Es gibt zu diesem Begriff zahlreiche Synonyme, die vor allem als erstes Wort „Gebrauchs-“, „Bedien“-, „Bedienungs“- und „Betriebs“- mit „-anleitung“ oder „-anweisung“ als zweitem Wort verbinden.

Begrifflich wird im Duden die Gebrauchsanleitung mit der Gebrauchsanweisung gleichgesetzt. Synonym mit der „Bedienungsanleitung“ wird auch nach Ansicht des DIN „Gebrauchsanleitung" und Bedienungsanweisung gebraucht, dabei sei „Bedienungsanleitung“ im Bereich der technischen Konsumgüter der am häufigsten verwendete Begriff für Anleitungen, wobei der Terminus „Anleitung“ oft als umgangssprachliche Abkürzung verwendet werde[1].

Bei der Benennung mit „Bedienung" und „Anleiten", werde impliziert, dass etwas bedient wird und damit der Schwerpunkt auf die Handhabung gelegt.
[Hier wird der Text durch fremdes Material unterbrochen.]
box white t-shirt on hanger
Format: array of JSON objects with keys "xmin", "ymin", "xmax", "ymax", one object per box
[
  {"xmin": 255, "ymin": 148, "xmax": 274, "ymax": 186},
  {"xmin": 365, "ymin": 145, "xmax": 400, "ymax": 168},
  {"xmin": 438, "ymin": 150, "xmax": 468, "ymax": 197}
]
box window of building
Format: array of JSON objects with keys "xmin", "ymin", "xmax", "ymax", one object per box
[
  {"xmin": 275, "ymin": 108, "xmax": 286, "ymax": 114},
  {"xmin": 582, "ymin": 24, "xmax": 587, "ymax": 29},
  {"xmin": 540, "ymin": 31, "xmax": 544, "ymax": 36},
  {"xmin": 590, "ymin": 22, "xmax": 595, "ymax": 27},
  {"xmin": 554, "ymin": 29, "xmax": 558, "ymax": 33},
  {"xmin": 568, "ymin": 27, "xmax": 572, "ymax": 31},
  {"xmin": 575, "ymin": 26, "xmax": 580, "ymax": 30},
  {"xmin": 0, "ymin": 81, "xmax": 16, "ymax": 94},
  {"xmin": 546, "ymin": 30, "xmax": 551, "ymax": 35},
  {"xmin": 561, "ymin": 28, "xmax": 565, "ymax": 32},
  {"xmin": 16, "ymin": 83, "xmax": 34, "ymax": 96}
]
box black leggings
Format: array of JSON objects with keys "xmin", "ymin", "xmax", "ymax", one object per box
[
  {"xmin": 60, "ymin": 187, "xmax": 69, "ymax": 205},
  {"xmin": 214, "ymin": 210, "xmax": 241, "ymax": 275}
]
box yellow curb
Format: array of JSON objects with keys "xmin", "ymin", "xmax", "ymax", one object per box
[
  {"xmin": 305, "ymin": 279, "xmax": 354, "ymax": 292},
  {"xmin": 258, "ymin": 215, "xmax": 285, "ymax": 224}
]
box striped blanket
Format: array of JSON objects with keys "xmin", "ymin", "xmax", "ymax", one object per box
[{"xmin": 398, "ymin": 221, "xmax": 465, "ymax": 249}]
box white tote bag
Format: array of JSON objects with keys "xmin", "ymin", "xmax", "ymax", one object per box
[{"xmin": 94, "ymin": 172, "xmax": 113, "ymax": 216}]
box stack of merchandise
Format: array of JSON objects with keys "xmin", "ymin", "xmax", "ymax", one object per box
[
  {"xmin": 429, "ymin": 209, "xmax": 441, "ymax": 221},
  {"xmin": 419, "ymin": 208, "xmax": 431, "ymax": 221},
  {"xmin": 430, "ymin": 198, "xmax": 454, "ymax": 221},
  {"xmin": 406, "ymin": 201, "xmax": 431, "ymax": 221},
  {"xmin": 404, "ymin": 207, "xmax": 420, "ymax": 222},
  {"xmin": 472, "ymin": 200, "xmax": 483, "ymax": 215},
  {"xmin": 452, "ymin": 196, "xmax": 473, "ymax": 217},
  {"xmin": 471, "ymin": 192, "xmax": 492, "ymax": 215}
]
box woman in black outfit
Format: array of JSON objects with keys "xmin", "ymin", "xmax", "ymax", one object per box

Die Benennung „Gebrauchsanweisung" scheine verstärkt im Zusammenhang Verbrauchsartikeln wie etwa Medikamenten verwendet zu werden[1].

Die Bezeichnung Betriebsanleitung finde sich überwiegend im Maschinen- und Anlagenbau, die damit bezeichneten Dokumante richteten sich in der Regel an Fachpersonal, der Schwerpunkt liege hier gemäß dem Wortlaut auf dem "Betrieb"[1].

Die Bezeichnung Betriebsanweisung werde überwiegend im Unternehmenskontext verwendet und ihre Bedeutung sei im Unterschied zu den anderen Begriffen für Anleitungen explizit durch den Gesetzgeber festgelegt. Dieser Begriff werde auch ausnahmslos in den an die Betreiber von Anlagen gerichteten Unfallverhütungsvorschriften verwendet. Hier handele es sich um verbindliche Anweisungen, die die Mitarbeiter zu befolgen verpflichtet seien[1].

Die Bezeichnung Benutzerhandbuch für Anleitungen scheint vorzugsweise im Kontext der Beschreibung und Handhabung von Software verwendet zu werden und repräsentiere eine geordnete Zusammenstellung von Informationen, das auch als Nachschlagewerk dienen könne. Daher erwarte hier der Benutzer im Unterschied zur Bedeutung der Bezeichnungen "Bedienungsanleitung" oder "Gebrauchsanweisung" ein umfassenderes Werk, das über den reinen Bedienungsaspekt hinausgehende Informationen über das Produkt enthalte[1] .

Form

Aus den Definitionen des Duden und des DIN ergibt sich keine bestimmte Form von Gebrauchs-, Bedien- oder Betriebsanleitungen bzw. –anweisungen. Historisch bedingt waren und sind die häufigsten dieser Objekte gedruckte schriftliche Darstellungen auf Papier, die fallweise auch durch Bilddarstellungen ergänzt wurden. Zunehmend werden auch erklärende Grafiken ohne schriftliche Erläuterungen als Anleitung herausgegeben.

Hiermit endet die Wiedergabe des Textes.